Ob-Gyn Coding Alert

Supreme Court Supports Second Healthcare Opinions

About half of Americans with private health insurance have a right to a second opinion if their HMO refuses to pay, according to a ruling upheld by the Supreme Court on June 21. However, despite the final ruling, a 5-4 decision did little to standardize the discrepancies in coverage from state to state.

In its decision, the court endorsed an Illinois law that allows patients to seek a second opinion if their doctor supports the request. Forty-two states allow patients an outside opinion if they have a coverage dispute with their HMO.

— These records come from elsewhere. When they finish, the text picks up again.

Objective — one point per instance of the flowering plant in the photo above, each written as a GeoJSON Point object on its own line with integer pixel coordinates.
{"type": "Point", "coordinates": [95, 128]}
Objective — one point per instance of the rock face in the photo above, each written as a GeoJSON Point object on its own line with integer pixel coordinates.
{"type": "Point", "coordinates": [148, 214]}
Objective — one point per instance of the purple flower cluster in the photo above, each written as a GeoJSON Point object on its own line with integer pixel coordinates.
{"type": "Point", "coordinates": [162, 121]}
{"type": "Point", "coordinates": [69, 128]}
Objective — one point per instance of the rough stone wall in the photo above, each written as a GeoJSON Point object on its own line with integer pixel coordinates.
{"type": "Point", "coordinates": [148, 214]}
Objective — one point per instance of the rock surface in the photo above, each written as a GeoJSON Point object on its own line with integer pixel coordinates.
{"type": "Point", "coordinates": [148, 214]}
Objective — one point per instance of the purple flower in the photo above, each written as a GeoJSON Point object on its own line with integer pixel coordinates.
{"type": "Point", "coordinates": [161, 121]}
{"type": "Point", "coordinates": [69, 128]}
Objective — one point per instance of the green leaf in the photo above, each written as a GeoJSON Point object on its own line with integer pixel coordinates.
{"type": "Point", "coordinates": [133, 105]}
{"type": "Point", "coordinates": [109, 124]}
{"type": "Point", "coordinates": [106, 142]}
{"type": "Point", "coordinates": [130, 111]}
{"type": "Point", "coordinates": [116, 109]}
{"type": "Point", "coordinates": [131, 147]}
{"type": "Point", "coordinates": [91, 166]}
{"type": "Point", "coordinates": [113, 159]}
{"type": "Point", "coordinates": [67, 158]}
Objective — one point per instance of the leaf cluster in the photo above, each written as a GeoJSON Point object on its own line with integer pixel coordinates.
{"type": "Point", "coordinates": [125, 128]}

The Supreme Court said the Illinois law is not preempted by the Employee Retirement Income Security Act, a 1974 federal act intended to ensure uniform nationwide regulation of employee health and pension plans. The court said the outside review was an issue that could fit within the 1974 law.

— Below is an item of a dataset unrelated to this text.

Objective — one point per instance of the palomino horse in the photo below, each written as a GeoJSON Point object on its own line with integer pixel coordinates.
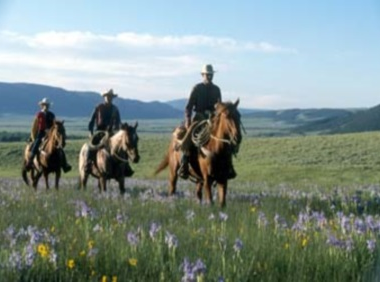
{"type": "Point", "coordinates": [210, 159]}
{"type": "Point", "coordinates": [49, 158]}
{"type": "Point", "coordinates": [112, 154]}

The ruling "represents a victory for America's patients and their physicians," Donald J. Palmisano, president-elect of the American Medical Association, said in a statement. "As the AMA has said all along, patients are entitled to an independent review when a health plan overrules the treatment recommended by the patient's physician."   
 
Conversely, the decision is a setback to the health insurance industry. Donald Young, president of the Health Insurance Association of America, said in a statement that the court's decision "will add greater cost and complexity to health insurance coverage, having state standards governing how external review is practiced will mean people covered under a multi-state plan will not have the same benefits."
 
While cheering the ruling, supporters of a federal patients' bill of rights emphasized that the state laws the court upheld have relatively limited impact. They apply to the 53 percent of health plans considered "fully insured." In these, employers pay a separate insurance company to supply health coverage, as opposed to "self-insured" plans, which are common at large companies and under which employers negotiate directly with healthcare providers.
 
The court's decision was based on a case in which a woman went to a primary-care physician within Rush Prudential's network to seek treatment for severe shoulder pain. Eventually, the woman, with her doctor's support, had complex surgery by another physician outside the HMO network. The HMO refused to pay the $95,000 cost of the operation, saying she could have been treated by a cheaper procedure.
 
An independent doctor sided with the patient, but the HMO still refused to pay, and the woman sued. The insurance company won in a federal district court, which agreed with the company that the Illinois law was pre-empted by the 1974 Employee Retirement Income Security Act (ERISA), the federal law that covers the regulation of pensions and other employee benefit plans. 
 
The Chicago-based U.S Court of Appeals for the 7th Circuit sided with the patient, a ruling that clashed with a decision by the New Orleans-based U.S. Court of Appeals for the 5th Circuit, which had struck down a Texas statute in 2000. The Supreme Court accepted RUSH Prudential's request to settle the conflict.
 
ERISA says that it supersedes "any and all state laws insofar as they may now or hereafter relate to any employee benefit plan." But in another clause, ERISA allows states to regulate the insurance business.